On Friday, ZTE, based in China, said that the ban by the U.S. on exports to the technology company could threaten its survival as well as adversely affect companies in the U.S.
Earlier during the week, the Commerce Department’s Bureau of Industry and Security placed what is called a denial of export privilege on ZTE. That means that firms in the U.S. cannot provide the Chinese tech giant with software or components.
ZTE uses Google software and Qualcomm components in its lineup of smartphones, amongst others.
On Friday ZTE said that the denial order would not just impact severely the development and survival of ZTE, but would cause damages to ZTE’s partners including a large number of companies in the U.S.
The statement continued by saying ZTE would not give up efforts to resolve this issue via communication and is determined, if deemed necessary, to take judicial measures in order to protect the legal interests and rights of the company, it shareholders and employees and fulfill obligations to its worldwide customer base, end users, and suppliers.
During 2017, ZTE admitted that it had illegally shipped telecom equipment to North Korea and Iran and agreed to penalties in the amount of $1.19 billion. However, the U.S. in 2016 said that while the investigation was going on, ZTE had made false statements in regards to disciplining employees who had been involved.

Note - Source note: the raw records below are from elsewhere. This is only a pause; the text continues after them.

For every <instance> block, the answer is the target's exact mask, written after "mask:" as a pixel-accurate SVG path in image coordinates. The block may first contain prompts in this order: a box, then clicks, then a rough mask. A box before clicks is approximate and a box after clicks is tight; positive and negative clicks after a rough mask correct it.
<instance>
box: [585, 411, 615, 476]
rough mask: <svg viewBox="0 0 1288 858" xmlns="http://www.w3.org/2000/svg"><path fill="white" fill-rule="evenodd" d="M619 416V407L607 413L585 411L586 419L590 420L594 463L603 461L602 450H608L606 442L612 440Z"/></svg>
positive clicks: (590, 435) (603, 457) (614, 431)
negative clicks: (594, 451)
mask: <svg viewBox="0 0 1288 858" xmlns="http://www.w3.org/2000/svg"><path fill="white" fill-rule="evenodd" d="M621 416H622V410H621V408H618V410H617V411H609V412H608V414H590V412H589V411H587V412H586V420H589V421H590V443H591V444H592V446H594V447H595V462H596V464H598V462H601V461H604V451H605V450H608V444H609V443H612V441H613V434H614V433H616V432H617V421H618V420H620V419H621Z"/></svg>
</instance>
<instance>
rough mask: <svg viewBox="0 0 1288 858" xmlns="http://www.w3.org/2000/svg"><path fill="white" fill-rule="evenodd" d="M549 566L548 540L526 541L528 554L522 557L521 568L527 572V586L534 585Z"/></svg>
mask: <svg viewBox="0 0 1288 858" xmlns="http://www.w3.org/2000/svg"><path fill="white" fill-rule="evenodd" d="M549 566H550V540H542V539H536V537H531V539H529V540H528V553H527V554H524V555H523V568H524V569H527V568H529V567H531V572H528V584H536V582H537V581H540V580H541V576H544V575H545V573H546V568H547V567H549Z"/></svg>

ZTE said that it took measures against the employees who might have been the ones responsible for that incident. It said as well that it introduced a compliance training program and in just 2017, spent more than $5 million in a compliance program for export control.
It is not acceptable that the U.S. Commerce Department insists on the unfairly imposing the severe penalty on the company even prior to the completion of investigating all the facts, ignoring ZTE’s diligent work and the progress it’s made on compliance with exports, said the company in its statement.
The episode with ZTE could risk escalating the trade disputes between China and the U.S. Both have traded threats of placing billions of dollars in tariffs but technology had been one area of particular contention.
Huawei, the third largest maker of smartphones in the world by market share, had a deal recently with AT&T to sell the company’s flagship handset in the U.S. that fell through.
Top intelligence chiefs in the U.S. warned people in the U.S. not to purchase any Huawei phones.